Na semana em que o mundo lamenta a perda e ao mesmo tempo reverencia o líder Nelson Mandela, transcrevemos trechos de artigo escrito pelo Frei Leonardo Boff.
“Nelson Mandela, com sua morte, mergulhou no inconsciente coletivo da humanidade para nunca mais sair de lá porque se transformou num arquétipo universal, do injustiçado que não guardou rancor, que soube perdoar, reconciliar polos antagônicos e nos transmitir uma inarredável esperança de que o ser humano ainda pode ter jeito. Depois de passar 27 anos de reclusão e eleito presidente da Africa do Sul em 1994, se propôs e realizou o grande desafio de transformar uma sociedade estruturada na suprema injustiça do apartheid, que desumanizava as grandes maiorias negras do país condenando-as a não-pessoas, numa sociedade única, unida, sem discriminações, democrática e livre.
E o conseguiu ao escolher o caminho da virtude, do perdão e da reconciliação. Perdoar não é esquecer. As chagas estão aí, muitas delas ainda abertas. Perdoar é não permitir que a amargura e o espírito de vingança tenham a última palavra e determinem o rumo da vida. Perdoar é libertar as pessoas das amarras do passado, é virar a página e começar a escrever outra a quatro mãos, de negros e de brancos. A reconciliação só é possível e real quando há a admissão completa dos crimes por parte de seus autores e o pleno conhecimento dos atos por parte das vítimas. A pena dos criminosos é a condenação moral diante de toda a sociedade.
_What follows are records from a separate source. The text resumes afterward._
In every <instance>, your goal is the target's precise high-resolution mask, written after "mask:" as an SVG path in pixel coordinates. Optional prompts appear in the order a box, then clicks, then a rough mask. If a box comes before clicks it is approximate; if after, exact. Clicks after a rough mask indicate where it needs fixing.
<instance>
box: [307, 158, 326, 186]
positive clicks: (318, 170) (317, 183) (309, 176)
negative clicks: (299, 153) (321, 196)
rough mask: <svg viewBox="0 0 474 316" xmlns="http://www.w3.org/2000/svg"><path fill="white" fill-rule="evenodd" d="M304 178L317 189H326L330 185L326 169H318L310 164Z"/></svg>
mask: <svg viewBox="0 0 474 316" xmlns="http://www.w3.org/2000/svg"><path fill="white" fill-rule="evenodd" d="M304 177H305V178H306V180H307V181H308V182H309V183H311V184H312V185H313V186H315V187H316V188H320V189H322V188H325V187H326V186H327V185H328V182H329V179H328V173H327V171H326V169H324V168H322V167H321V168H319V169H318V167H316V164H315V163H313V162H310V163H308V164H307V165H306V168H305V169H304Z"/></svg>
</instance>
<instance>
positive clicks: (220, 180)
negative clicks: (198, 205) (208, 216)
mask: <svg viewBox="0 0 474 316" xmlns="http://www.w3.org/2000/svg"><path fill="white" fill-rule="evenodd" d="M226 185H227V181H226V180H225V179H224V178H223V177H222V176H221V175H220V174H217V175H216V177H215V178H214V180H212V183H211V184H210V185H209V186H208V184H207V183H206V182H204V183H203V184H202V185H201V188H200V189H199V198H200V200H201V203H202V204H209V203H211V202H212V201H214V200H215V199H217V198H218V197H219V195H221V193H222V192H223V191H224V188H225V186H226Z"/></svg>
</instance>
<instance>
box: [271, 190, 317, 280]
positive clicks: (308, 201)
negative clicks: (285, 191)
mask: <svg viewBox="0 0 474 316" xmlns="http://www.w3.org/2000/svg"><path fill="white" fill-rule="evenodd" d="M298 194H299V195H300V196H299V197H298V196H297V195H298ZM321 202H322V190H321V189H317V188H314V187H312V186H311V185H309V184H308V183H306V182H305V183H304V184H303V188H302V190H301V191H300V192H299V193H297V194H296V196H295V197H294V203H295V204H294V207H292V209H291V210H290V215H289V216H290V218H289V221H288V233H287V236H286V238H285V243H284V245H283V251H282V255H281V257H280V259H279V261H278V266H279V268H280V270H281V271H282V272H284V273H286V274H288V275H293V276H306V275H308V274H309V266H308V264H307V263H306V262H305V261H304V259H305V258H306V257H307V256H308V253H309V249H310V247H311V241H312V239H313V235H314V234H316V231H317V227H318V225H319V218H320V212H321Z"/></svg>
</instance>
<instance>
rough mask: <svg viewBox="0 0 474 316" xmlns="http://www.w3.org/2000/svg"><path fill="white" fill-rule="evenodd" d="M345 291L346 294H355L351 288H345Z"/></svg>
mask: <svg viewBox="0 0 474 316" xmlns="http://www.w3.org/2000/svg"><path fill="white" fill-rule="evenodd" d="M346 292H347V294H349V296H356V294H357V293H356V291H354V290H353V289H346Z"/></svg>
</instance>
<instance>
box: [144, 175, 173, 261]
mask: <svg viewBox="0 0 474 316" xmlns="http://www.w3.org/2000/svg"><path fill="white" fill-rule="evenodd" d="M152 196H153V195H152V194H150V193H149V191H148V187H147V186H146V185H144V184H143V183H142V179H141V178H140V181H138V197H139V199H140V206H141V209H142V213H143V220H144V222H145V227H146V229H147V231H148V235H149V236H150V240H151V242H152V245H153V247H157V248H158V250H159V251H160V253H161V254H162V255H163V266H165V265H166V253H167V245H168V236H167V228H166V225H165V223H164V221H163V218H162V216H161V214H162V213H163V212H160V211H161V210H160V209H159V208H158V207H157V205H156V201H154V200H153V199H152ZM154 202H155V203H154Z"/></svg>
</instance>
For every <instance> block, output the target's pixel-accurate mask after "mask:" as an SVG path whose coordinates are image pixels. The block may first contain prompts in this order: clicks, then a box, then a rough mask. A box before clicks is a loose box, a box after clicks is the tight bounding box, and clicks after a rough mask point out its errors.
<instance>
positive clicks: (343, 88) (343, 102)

Uma solução dessas, seguramente originalíssima, pressupõe um conceito alheio à nossa cultura individualista: o Ubuntu, que quer dizer “eu só posso ser eu através de você e com você”. Portanto, sem um laço permanente que liga todos com todos, a sociedade estará, como na nossa, sob risco de dilaceração e de conflitos sem fim.
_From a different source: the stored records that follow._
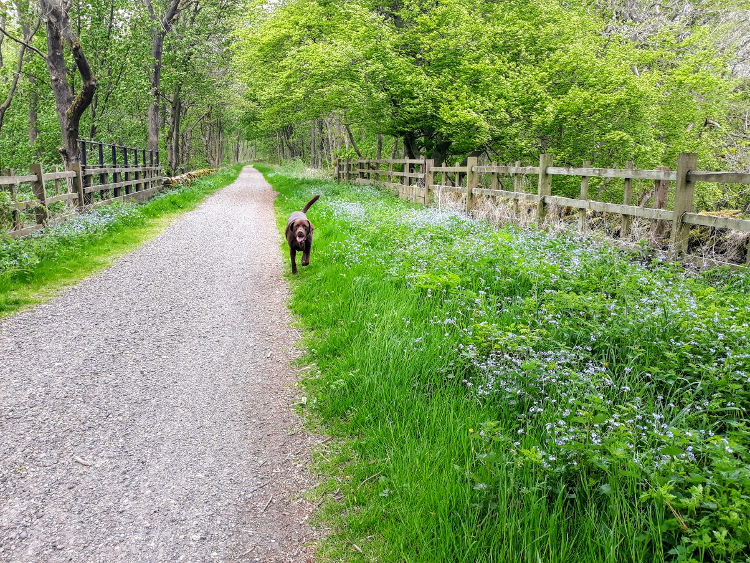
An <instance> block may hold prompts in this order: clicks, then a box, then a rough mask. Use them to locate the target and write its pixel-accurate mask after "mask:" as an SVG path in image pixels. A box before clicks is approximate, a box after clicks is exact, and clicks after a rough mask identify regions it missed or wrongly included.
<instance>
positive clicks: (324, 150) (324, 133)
mask: <svg viewBox="0 0 750 563" xmlns="http://www.w3.org/2000/svg"><path fill="white" fill-rule="evenodd" d="M327 140H328V139H327V136H326V135H325V133H324V132H323V120H322V119H319V120H318V168H319V169H321V170H322V169H323V162H325V161H326V160H327V155H326V141H327Z"/></svg>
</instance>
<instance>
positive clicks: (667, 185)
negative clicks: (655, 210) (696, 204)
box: [652, 166, 670, 239]
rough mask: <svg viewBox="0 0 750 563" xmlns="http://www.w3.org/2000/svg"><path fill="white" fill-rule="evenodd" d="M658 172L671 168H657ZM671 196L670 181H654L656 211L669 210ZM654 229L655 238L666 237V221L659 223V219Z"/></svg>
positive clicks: (652, 224)
mask: <svg viewBox="0 0 750 563" xmlns="http://www.w3.org/2000/svg"><path fill="white" fill-rule="evenodd" d="M656 169H657V170H669V169H670V168H669V166H657V167H656ZM668 195H669V180H655V181H654V206H653V207H654V209H666V208H667V196H668ZM652 225H653V229H654V238H655V239H659V238H661V237H663V236H664V231H665V229H666V228H667V222H666V221H659V220H658V219H657V220H655V221H653V222H652Z"/></svg>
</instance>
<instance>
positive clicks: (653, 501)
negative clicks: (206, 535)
mask: <svg viewBox="0 0 750 563" xmlns="http://www.w3.org/2000/svg"><path fill="white" fill-rule="evenodd" d="M262 170H263V171H264V172H265V173H266V176H267V177H268V179H269V181H270V182H271V183H272V184H273V186H274V187H275V188H276V189H277V190H278V192H279V197H278V200H277V205H278V220H279V227H280V229H281V228H283V226H284V224H285V221H286V216H287V215H288V213H290V212H291V211H294V210H298V209H300V208H301V207H302V205H304V203H305V202H306V201H307V200H308V199H309V198H310V197H311V195H312V194H315V193H321V194H322V197H321V199H320V201H319V202H318V203H316V204H315V206H314V207H313V208H312V209H311V210H310V211H309V212H308V217H309V218H310V219H311V221H312V222H313V224H314V225H315V227H316V230H315V243H314V245H313V253H312V260H311V265H310V266H309V267H307V268H301V269H300V274H299V275H298V276H291V274H290V276H289V277H290V281H291V287H292V292H293V297H292V299H291V307H292V309H293V311H294V312H295V313H296V314H297V315H298V317H299V319H300V323H301V325H302V326H303V328H304V335H305V336H304V344H305V350H306V355H305V357H304V360H303V361H307V362H309V363H310V364H312V365H314V366H315V367H314V368H313V369H312V370H310V371H308V373H309V375H308V376H307V377H306V378H305V380H304V386H305V389H306V392H307V394H308V396H307V398H306V401H305V405H306V407H305V408H307V409H308V410H309V411H310V414H311V419H312V420H315V421H318V423H319V424H321V425H322V428H323V430H324V431H325V432H328V433H330V434H331V435H332V436H334V437H335V438H336V440H333V441H332V442H329V443H328V448H327V449H326V450H324V451H322V452H320V455H319V458H318V459H319V464H320V470H321V472H322V473H323V475H324V476H325V478H324V484H323V485H322V486H321V489H320V494H321V495H323V497H324V498H326V499H328V501H327V502H323V503H322V508H321V514H320V517H321V519H322V520H323V521H324V522H326V524H327V525H328V526H329V529H330V530H331V532H330V535H329V537H328V539H327V540H325V542H324V543H323V545H322V546H321V549H320V555H321V557H322V559H323V560H334V561H409V562H436V561H451V562H453V561H462V562H463V561H465V562H508V561H513V562H516V561H518V562H529V563H538V562H540V561H544V562H560V563H562V562H602V561H607V562H630V561H692V560H695V561H747V560H749V559H748V558H749V557H750V547H748V543H750V524H749V522H750V501H749V500H748V499H749V498H750V497H749V496H748V495H750V469H749V467H750V465H749V464H750V453H749V452H748V449H749V445H750V440H749V439H748V434H747V408H748V406H750V394H748V381H749V380H750V329H748V323H749V322H750V275H749V274H748V271H747V270H744V271H735V272H731V271H725V270H718V271H713V272H708V273H704V274H699V273H689V272H684V271H682V270H681V269H680V268H678V267H675V266H672V265H670V264H668V263H652V264H640V263H637V262H635V261H634V260H633V259H631V258H630V257H628V256H625V255H622V254H620V253H619V252H617V251H615V250H613V249H611V248H609V247H607V246H606V245H601V244H597V243H594V242H591V241H586V240H579V239H576V238H575V237H571V236H562V235H548V234H546V233H544V232H539V231H534V230H532V231H522V230H517V229H513V228H503V229H499V230H496V229H494V228H493V227H491V226H489V225H487V224H484V223H481V222H474V221H471V220H467V219H465V218H464V217H462V216H461V215H459V214H455V213H440V212H439V211H437V210H434V209H421V208H416V207H414V206H412V205H410V204H408V203H405V202H403V201H401V200H398V199H397V198H395V197H394V196H392V195H390V194H388V193H386V192H382V191H378V190H377V189H374V188H369V187H356V186H350V185H343V184H341V185H339V184H334V183H330V182H327V181H324V180H310V179H298V178H294V177H289V176H286V175H284V174H283V173H280V172H279V171H272V170H271V169H262Z"/></svg>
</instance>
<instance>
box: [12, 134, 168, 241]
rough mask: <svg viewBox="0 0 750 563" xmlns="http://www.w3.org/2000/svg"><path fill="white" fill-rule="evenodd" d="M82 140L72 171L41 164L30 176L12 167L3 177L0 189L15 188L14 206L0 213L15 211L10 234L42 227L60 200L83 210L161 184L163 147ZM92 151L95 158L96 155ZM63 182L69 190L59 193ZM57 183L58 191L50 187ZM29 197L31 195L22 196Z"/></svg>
mask: <svg viewBox="0 0 750 563" xmlns="http://www.w3.org/2000/svg"><path fill="white" fill-rule="evenodd" d="M79 143H80V146H81V164H73V165H71V167H70V170H67V171H65V172H58V171H55V172H49V173H45V172H44V171H43V170H42V165H41V164H32V165H31V166H29V174H27V175H21V176H16V175H14V174H13V173H12V171H11V173H10V174H9V175H7V176H0V190H6V189H7V190H8V191H9V192H10V204H9V206H1V207H0V212H6V213H9V214H10V217H9V219H10V220H9V221H8V222H9V223H10V230H9V231H6V234H8V235H10V236H11V237H13V238H18V237H22V236H25V235H28V234H30V233H32V232H34V231H36V230H39V229H41V228H43V227H44V226H45V225H46V224H47V222H48V221H49V220H50V218H51V214H52V211H51V206H52V205H53V204H55V203H59V202H70V203H71V204H75V205H76V206H77V207H78V209H79V210H83V209H85V208H86V207H87V206H99V205H106V204H109V203H112V202H114V201H128V200H135V201H139V202H140V201H145V200H147V199H149V198H150V197H151V196H152V195H154V194H155V193H156V192H158V191H159V190H160V189H161V188H162V185H163V177H162V168H161V166H160V165H159V152H158V151H146V150H143V149H135V148H132V147H124V146H119V145H111V144H105V143H99V142H93V141H87V140H84V139H80V140H79ZM92 155H93V156H94V157H95V158H93V159H92V158H91V156H92ZM105 155H106V157H105ZM139 157H140V158H139ZM147 157H148V160H147ZM92 161H93V162H92ZM62 180H64V185H65V190H64V192H65V193H60V192H61V191H62V190H61V189H60V186H61V184H62V183H63V182H62ZM52 181H53V182H54V195H51V194H50V193H49V192H48V190H47V186H46V183H47V182H52ZM6 186H7V188H6ZM28 186H30V190H29V189H28ZM24 195H25V196H27V197H22V196H24ZM28 210H33V212H34V223H33V224H32V225H29V226H27V225H26V224H25V223H26V220H25V219H26V218H25V217H24V212H25V211H28Z"/></svg>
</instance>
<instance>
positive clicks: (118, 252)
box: [0, 165, 242, 317]
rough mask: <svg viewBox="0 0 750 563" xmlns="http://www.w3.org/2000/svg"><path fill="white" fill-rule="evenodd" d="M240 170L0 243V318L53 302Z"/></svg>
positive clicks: (179, 214) (214, 175)
mask: <svg viewBox="0 0 750 563" xmlns="http://www.w3.org/2000/svg"><path fill="white" fill-rule="evenodd" d="M241 169H242V166H239V165H238V166H233V167H229V168H225V169H222V170H221V171H219V172H217V173H215V174H212V175H211V176H207V177H204V178H200V179H198V180H196V181H194V182H193V183H191V184H190V185H189V186H182V187H179V188H176V189H174V190H169V191H165V192H162V193H161V194H159V195H158V196H156V197H155V198H153V199H151V200H150V201H148V202H147V203H144V204H143V205H136V204H115V205H110V206H106V207H102V208H98V209H96V210H94V211H93V212H90V213H86V214H83V215H80V216H77V217H74V218H72V219H71V220H69V221H67V222H65V223H63V224H61V225H58V226H53V227H49V228H47V229H45V230H44V231H42V232H39V233H36V234H34V235H33V236H30V237H26V238H24V239H20V240H13V239H9V238H7V237H6V238H2V237H0V317H1V316H7V315H10V314H13V313H15V312H17V311H19V310H21V309H23V308H25V307H29V306H32V305H35V304H38V303H41V302H43V301H46V300H48V299H50V298H51V297H54V296H55V295H56V294H57V293H58V292H59V290H60V289H61V288H63V287H66V286H69V285H72V284H75V283H77V282H79V281H80V280H82V279H84V278H85V277H87V276H90V275H91V274H93V273H95V272H97V271H99V270H101V269H102V268H106V267H107V266H109V265H111V264H112V263H113V262H114V260H116V259H117V258H118V257H120V256H122V255H123V254H126V253H128V252H131V251H132V250H134V249H136V248H138V247H139V246H140V245H142V244H143V243H144V242H146V241H148V240H150V239H151V238H153V237H155V236H156V235H158V234H159V233H161V232H162V231H163V230H164V229H165V228H166V227H167V226H168V225H169V224H170V223H171V222H172V221H173V220H174V219H175V218H177V217H178V216H179V215H180V214H182V213H184V212H185V211H189V210H191V209H193V208H195V207H196V206H197V205H198V204H199V203H200V202H201V201H202V200H203V199H204V198H205V196H207V195H208V194H211V193H213V192H215V191H216V190H218V189H220V188H222V187H224V186H227V185H229V184H230V183H232V182H233V181H234V180H235V179H236V178H237V176H238V174H239V171H240V170H241Z"/></svg>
Deverá figurar nos manuais escolares de todo mundo esta afirmação humaníssima de Mandela: “Eu lutei contra a dominação dos brancos e lutei contra a dominação dos negros. Eu cultivei a esperança do ideal de uma sociedade democrática e livre, na qual todas as pessoas vivem juntas e em harmonia e têm oportunidades iguais. É um ideal pelo qual eu espero viver e alcançar. Mas, se preciso for, é um ideal pelo qual estou disposto a morrer.” Por que a vida e a saga de Mandela funda uma esperança no futuro da humanidade e de nossa civilização? Porque chegamos ao núcleo central de uma conjunção de crises que pode ameaçar o nosso futuro como espécie humana. Estamos em plena sexta grande extinção em massa. Cosmólogos (Brian Swimm) e biólogos (Edward Wilson) nos advertem que, a correrem as coisas como estão, chegaremos por volta do ano 2030 à culminância desse processo devastador. Isso quer dizer que a crença persistente no mundo inteiro, também no Brasil, de que o crescimento econômico material nos deveria trazer desenvolvimento social, cultural e espiritual é uma ilusão. Estamos vivendo tempos de barbárie e sem esperança.
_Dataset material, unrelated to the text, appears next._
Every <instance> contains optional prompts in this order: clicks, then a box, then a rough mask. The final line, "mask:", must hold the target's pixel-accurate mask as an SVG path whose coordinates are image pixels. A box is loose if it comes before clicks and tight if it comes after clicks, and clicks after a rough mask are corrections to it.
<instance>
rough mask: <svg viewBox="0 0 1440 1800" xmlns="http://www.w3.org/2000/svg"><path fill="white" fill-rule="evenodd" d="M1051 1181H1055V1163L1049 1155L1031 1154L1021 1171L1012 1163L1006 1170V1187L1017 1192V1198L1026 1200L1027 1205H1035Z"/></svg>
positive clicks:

Talvez valham as palavras de seu grande amigo, o arcebispo Desmond Tutu que coordenou o processo de Verdade e Reconciliação: “Tendo encarado a besta do passado olho no olho, tendo pedido e recebido perdão e tendo feito correções, viremos agora a página — não para esquecer esse passado, mas para não deixar que nos aprisione para sempre. Avancemos em direção a um futuro glorioso de uma nova sociedade em que as pessoas valham não em razão de irrelevâncias biológicas ou de outros estranhos atributos, mas porque são pessoas de valor infinito, criadas à imagem de Deus”.
Essa lição de esperança nos deixa Mandela: nós ainda viveremos se sem discriminações pusermos em prática de fato o Ubuntu.”